Oil in Devonian reservoirs in large and giant fields of the Volga-Ural Province typically have API gravities ranging from 31 degrees to 41 degrees and sulfur contents of 0.5-2.0%.3 Oils in Carboniferous reservoirs usually are heavier (26.5 degrees in Arlan field), more sulfurous (up to 3%), and have higher viscosities. Regionally, oils become heavier northward and westward.

In the westernmost part of the Volga-Ural Province is the Melekes tar belt that contains huge resources of extra-heavy oil and tar in Permian carbonates and sandstones. More complete information on the geology and hydrocarbon productivity of the Volga-Ural Province published in English may be found in Peterson and Clarke4 and Ulmishek.2

Reserve growth background

No published studies on the reserve growth in Russian oil and gas fields are available.

In the US, Arrington5 was the first to recognize the significance of reserve growth. He developed a methodology for estimation of reserve growth in those fields for which reserve data for the early years after discovery are missing.

Marsh6 calculated cumulative growth factors for US oil and gas fields for a period of about 48 years after discovery and found that there were two separate reserve-growth cycles. The growth curve showed a rapid rise in the early years after discovery, flattened after 20 years and then began to show another rise for a few years before final leveling off.

Megill7 evaluated the reserve growth for US fields with reserves greater than 1 million bbl using Arrington's method.

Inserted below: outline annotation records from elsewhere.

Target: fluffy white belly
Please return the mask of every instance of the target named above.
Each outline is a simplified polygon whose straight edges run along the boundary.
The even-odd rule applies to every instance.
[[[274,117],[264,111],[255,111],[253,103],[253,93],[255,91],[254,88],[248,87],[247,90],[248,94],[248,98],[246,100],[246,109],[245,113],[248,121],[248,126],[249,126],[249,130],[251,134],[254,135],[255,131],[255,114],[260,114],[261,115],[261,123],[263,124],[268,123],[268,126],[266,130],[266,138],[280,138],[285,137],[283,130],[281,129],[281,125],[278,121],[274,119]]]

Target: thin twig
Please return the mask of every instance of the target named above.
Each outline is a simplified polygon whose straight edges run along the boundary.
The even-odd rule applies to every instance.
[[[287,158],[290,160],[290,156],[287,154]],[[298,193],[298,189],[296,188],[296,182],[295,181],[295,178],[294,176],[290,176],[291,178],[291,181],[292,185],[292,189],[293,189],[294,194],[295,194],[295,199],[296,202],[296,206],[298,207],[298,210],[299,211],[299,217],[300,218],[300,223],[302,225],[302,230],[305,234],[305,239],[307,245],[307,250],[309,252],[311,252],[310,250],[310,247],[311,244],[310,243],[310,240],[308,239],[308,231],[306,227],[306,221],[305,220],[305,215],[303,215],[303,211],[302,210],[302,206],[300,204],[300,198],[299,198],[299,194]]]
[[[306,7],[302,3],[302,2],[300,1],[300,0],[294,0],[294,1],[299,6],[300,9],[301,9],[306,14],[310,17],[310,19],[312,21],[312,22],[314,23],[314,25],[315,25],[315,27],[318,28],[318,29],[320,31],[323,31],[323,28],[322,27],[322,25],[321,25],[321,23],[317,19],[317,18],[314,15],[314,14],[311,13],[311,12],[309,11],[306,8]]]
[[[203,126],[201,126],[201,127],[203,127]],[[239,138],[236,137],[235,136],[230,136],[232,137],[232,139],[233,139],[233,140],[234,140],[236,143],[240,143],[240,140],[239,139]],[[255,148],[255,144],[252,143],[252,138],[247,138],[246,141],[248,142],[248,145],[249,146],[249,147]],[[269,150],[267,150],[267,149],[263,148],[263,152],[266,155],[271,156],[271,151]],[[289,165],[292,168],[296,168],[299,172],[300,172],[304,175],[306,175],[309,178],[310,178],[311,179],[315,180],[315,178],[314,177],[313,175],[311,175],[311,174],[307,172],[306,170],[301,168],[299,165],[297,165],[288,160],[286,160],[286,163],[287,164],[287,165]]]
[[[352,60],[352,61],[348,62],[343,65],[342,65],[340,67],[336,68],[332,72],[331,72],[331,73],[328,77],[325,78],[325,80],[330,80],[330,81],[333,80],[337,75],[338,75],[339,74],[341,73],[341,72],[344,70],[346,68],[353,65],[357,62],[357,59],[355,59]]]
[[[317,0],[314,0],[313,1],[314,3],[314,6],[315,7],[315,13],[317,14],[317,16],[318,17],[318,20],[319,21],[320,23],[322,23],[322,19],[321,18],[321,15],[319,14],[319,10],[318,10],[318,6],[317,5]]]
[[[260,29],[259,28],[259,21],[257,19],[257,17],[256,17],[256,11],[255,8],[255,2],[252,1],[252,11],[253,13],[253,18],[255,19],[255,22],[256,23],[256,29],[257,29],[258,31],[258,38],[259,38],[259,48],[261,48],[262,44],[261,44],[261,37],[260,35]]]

He evaluated the growth factors for the fields discovered after 1950 and found the annual growth to be higher and more erratic during the first 4-10 years than in the later years when the growth declined gradually.

Attanasi and Root8 developed a reserve growth model for oil and gas fields in the Lower 48 states discovered during 1900-91, based on their grouping of fields into two categories-common and outlier fields (outlier fields exhibit unusually high growth).

Later, Attanasi, et al.,1 reported the model-predicted field growth from the 1995 National Assessment of US Oil and Gas Resources and compared it with the observed field growth from 1992 through 1996.

The US Minerals Management Service also developed a field growth model based on data from offshore Gulf Coast.9 These two latter models are used below in comparing our models for the Volga-Ural Province.

Oil, gas reserve data

The data on fields of the Volga-Ural Province used in this study are current to Jan. 1, 1997. The data include year of discovery, first production year, cumulative production, and remaining reserves of Russian categories A+B+C1 and separately C2 on Jan. 1 of each year.

Russia's A+B+C1 category is roughly equal to US proved reserves, but the definition of proved reserves in Russia is substantially less restrictive than that used in the US.

The correlation between the Society of Petroleum Engineers proved reserves and the Russian A+B+C1 reserves is complex because the two classifications are built on different principles as discussed in detail by Grace et al.10

The Russian classification is based primarily on the degree of reservoir geological knowledge and to a far less extent on economic factors of hydrocarbon recovery.

In general, A+B+C1 category corresponds to SPE's proved and a part of probable reserves, whereas C2 category covers parts of probable and possible reserves. The A+B+C1 reserves have been used for calculating reserve growth in this study.

Based on data from the West Siberian basin, Nemchenko et al.11 concluded that statistically 70-75% of C1 category falls in SPE proved reserves.

An even more complex situation is characteristic of gas reserves. Although proved gas reserves in the Russian classification are similar to oil reserves A+B+C1 in terms of geologic certainty of their existence, they are actually in-place amounts, thus assuming 100% recovery. Probably, this historically stems from the abundance and low cost of natural gas in the Former Soviet Union.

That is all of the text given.